I tried the frost king stuff too and i didn't scotchguard it and it stunk after a couple weeks. I'm going to use a 1/4-1/2" strip of ccf and that should do the trick i would think.


----------



## benzc230 (Feb 24, 2012)

Again guys, check out this site. Offering free shipping.

F.A.S.T. Rings 3-Piece Foam Speaker Enhancer Kits – Audio Intensity


----------



## vwjmkv (Apr 23, 2011)

i have been thinking about getting the FAST rings myself but since i have 8" driver in my car i can't use what Mobile Solutions has. I've been thinking about what else i would be able to use. i thought about going to a local fabrics store and buying a 1" thick sheet of open cell foam and call it day. may not look as nice, but maybe that will work???


----------



## MikeS (May 23, 2015)

vwjmkv said:


> i have been thinking about getting the FAST rings myself but since i have 8" driver in my car i can't use what Mobile Solutions has. I've been thinking about what else i would be able to use. i thought about going to a local fabrics store and buying a 1" thick sheet of open cell foam and call it day. may not look as nice, but maybe that will work???


Would look almost as nice if cut to proper depth and turned around the speaker to get width and then ends sewed together? 

I used just inexpensive D shaped window seal between speaker and door card.
Can't see it assembled and works just fine.


----------



## miniSQ (Aug 4, 2009)

benzc230 said:


> Again guys, check out this site. Offering free shipping.
> 
> F.A.S.T. Rings 3-Piece Foam Speaker Enhancer Kits – Audio Intensity


i wish i had known that before i spent $18 for ground shipping...f you Mobile Solutions.


----------



## SQLnovice (Jul 22, 2014)

I was swimming with my daughter this weekend and see had a "noodle" flotation thing and I taught if they have bigger ones, these might work. All you'll have to do is cut it to length. If I decide to go with the 8"midbass I'll just get some 1/4" ccf and fab up something like what DavidRam did. 

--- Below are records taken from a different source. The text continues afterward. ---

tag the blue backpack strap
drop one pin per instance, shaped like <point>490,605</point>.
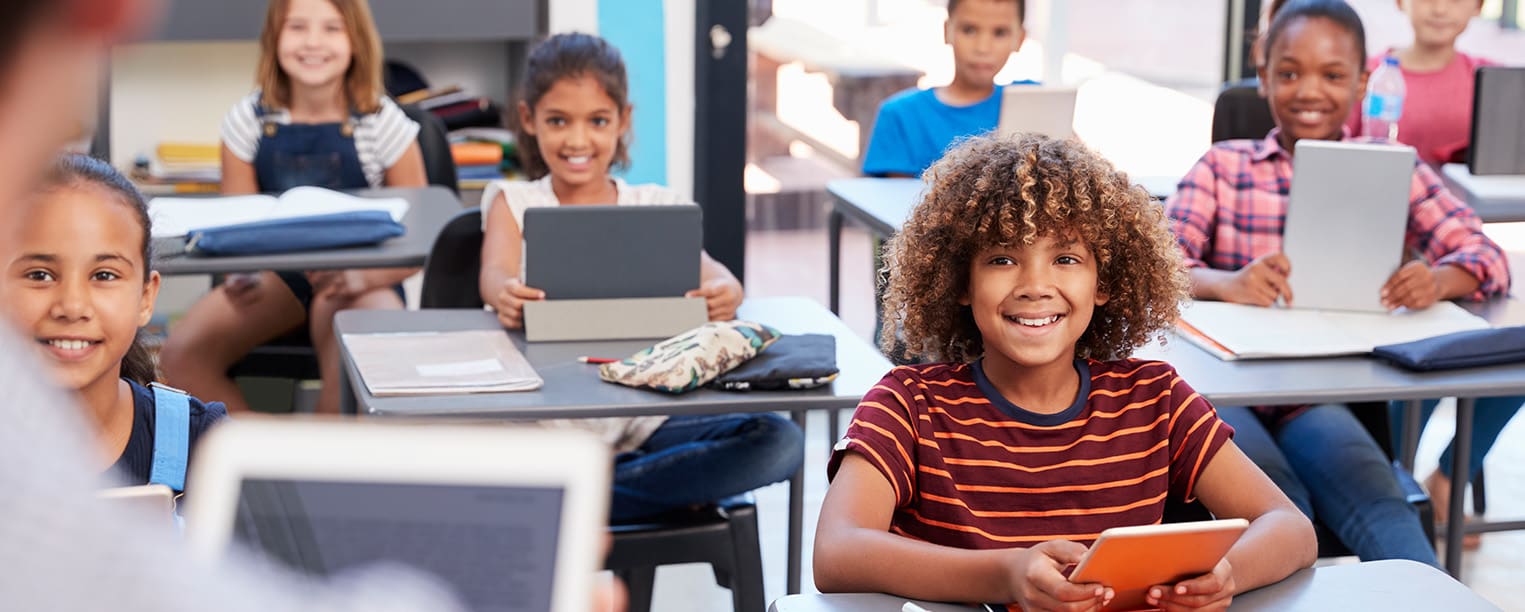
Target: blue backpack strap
<point>171,437</point>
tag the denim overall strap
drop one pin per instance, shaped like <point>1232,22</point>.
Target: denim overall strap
<point>301,154</point>
<point>171,437</point>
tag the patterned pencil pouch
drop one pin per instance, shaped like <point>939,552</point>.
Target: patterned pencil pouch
<point>793,362</point>
<point>691,359</point>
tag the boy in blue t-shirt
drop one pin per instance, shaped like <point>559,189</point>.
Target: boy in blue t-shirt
<point>914,127</point>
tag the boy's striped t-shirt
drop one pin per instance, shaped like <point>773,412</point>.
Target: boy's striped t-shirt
<point>972,470</point>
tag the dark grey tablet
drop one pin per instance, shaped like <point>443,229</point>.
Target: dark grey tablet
<point>1345,222</point>
<point>1498,125</point>
<point>600,252</point>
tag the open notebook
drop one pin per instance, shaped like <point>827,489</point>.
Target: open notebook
<point>441,362</point>
<point>1246,331</point>
<point>180,215</point>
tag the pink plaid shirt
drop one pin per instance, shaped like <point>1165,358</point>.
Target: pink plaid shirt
<point>1232,205</point>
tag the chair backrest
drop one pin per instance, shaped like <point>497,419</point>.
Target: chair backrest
<point>435,145</point>
<point>1242,113</point>
<point>450,273</point>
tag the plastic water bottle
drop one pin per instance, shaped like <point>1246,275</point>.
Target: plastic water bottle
<point>1383,103</point>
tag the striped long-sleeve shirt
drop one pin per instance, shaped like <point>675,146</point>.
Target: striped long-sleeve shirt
<point>973,470</point>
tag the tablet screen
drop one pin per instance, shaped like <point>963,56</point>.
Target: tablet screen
<point>494,545</point>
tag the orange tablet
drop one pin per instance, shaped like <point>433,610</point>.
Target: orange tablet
<point>1132,559</point>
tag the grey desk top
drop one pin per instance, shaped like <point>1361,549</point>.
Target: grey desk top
<point>572,389</point>
<point>1269,382</point>
<point>885,203</point>
<point>1362,586</point>
<point>1496,199</point>
<point>429,209</point>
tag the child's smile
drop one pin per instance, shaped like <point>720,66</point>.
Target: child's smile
<point>1033,302</point>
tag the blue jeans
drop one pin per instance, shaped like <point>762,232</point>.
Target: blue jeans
<point>1489,418</point>
<point>1336,473</point>
<point>703,458</point>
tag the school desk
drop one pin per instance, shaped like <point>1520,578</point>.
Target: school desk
<point>427,211</point>
<point>1495,197</point>
<point>1391,585</point>
<point>572,389</point>
<point>1277,382</point>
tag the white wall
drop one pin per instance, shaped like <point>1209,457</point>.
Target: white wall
<point>174,92</point>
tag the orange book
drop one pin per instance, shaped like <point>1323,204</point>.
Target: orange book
<point>476,153</point>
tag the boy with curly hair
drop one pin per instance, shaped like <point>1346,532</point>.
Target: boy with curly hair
<point>1030,272</point>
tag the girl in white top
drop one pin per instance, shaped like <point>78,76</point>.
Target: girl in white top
<point>574,122</point>
<point>319,118</point>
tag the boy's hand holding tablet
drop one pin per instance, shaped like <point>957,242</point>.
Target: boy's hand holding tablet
<point>1170,566</point>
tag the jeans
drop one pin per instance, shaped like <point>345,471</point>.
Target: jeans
<point>1336,473</point>
<point>1489,418</point>
<point>703,458</point>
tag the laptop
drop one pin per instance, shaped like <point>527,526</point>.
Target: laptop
<point>1037,109</point>
<point>1347,217</point>
<point>601,252</point>
<point>1498,125</point>
<point>511,519</point>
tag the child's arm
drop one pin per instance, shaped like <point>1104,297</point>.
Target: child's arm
<point>856,553</point>
<point>238,176</point>
<point>499,283</point>
<point>719,287</point>
<point>407,171</point>
<point>1278,542</point>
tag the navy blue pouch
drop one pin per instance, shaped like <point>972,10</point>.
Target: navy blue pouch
<point>282,235</point>
<point>1460,350</point>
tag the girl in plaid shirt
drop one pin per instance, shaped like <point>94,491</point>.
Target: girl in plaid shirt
<point>1228,217</point>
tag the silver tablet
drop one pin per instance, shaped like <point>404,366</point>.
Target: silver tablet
<point>1347,217</point>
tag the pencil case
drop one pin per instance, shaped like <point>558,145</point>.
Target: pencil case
<point>1460,350</point>
<point>282,235</point>
<point>793,362</point>
<point>691,359</point>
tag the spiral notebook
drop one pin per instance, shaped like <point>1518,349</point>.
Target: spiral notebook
<point>441,363</point>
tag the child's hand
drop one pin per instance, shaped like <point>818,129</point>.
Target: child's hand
<point>722,295</point>
<point>1260,283</point>
<point>1414,286</point>
<point>1211,591</point>
<point>1039,582</point>
<point>337,284</point>
<point>510,302</point>
<point>238,286</point>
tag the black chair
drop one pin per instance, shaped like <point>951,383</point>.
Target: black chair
<point>1374,417</point>
<point>455,260</point>
<point>292,356</point>
<point>439,167</point>
<point>723,534</point>
<point>1240,112</point>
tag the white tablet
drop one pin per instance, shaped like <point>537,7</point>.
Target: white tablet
<point>513,519</point>
<point>1133,559</point>
<point>1048,110</point>
<point>1347,214</point>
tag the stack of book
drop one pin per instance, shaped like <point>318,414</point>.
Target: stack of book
<point>180,168</point>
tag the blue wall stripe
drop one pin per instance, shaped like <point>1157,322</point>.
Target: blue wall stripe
<point>638,29</point>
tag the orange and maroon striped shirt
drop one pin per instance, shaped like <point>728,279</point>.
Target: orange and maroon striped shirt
<point>973,470</point>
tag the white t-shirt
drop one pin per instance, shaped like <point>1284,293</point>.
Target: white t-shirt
<point>523,196</point>
<point>621,432</point>
<point>382,138</point>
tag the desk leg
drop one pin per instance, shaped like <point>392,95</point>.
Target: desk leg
<point>796,513</point>
<point>1411,434</point>
<point>1461,449</point>
<point>346,392</point>
<point>834,261</point>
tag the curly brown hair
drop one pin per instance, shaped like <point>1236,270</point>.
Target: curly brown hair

Sent from my SM-N900P using Tapatalk


----------



## miniSQ (Aug 4, 2009)

SQLnovice said:


> I was swimming with my daughter this weekend and see had a "noodle" flotation thing and I taught if they have bigger ones, these might work. All you'll have to do is cut it to length. If I decide to go with the 8"midbass I'll just get some 1/4" ccf and fab up something like what DavidRam did.
> 
> Sent from my SM-N900P using Tapatalk


when i get mine, i am going to look at seeing how easy it would be to duplicate on my cnc router for future installs.


----------



## SQLnovice (Jul 22, 2014)

miniSQ said:


> i wish i had known that before i spent $18 for ground shipping...f you Mobile Solutions.


That shipping is insane. 

Sent from my SM-N900P using Tapatalk


----------



## SQLnovice (Jul 22, 2014)

miniSQ said:


> when i get mine, i am going to look at seeing how easy it would be to duplicate on my cnc router for future installs.


If you do, I'll buy some 8" from you. 

Sent from my SM-N900P using Tapatalk


----------



## idelgado782 (May 25, 2015)

Well thank you for starting the thread. I was justing thinking the other day I wanted to get these, but I didn't even know what they were called to find them for purchase. haha. I went ahead and purchased 2 sets for both the front and back doors. Thanks again!!


----------



## idelgado782 (May 25, 2015)

Sent from my iPhone using Tapatalk


----------



## SQLnovice (Jul 22, 2014)

Idelgado. Those looking nice. How are you liking the hertz.


----------



## idelgado782 (May 25, 2015)

I'm very happy with them so far. This is my first time really looking at and using higher end equipment that can't be bought at your local best buy. I'm also a noob into the sq world so I'm sure I have a lot to learn and other brands to listen/try out. 

With that being said I love my music loud with a good kick but still sounding good and for me being a noob I think they are great. I have them powered by a hertz hdp4 which is being fed by a mosconi 6to8. Still running passive and I am pleased with my purchase so far. Looking forward to going active. They have a good bass and the highs were a bit harsh so I had to turn the setting down to the negative side. Putting the fast rings on definitely gave them even more oomf. 


Sent from my iPhone using Tapatalk


----------



## percy072 (Feb 13, 2014)

I put in a set recently and although no real dramatic improvements...I did find they helped get rid of a decent % of the door card vibration. Just had to trim it down a little.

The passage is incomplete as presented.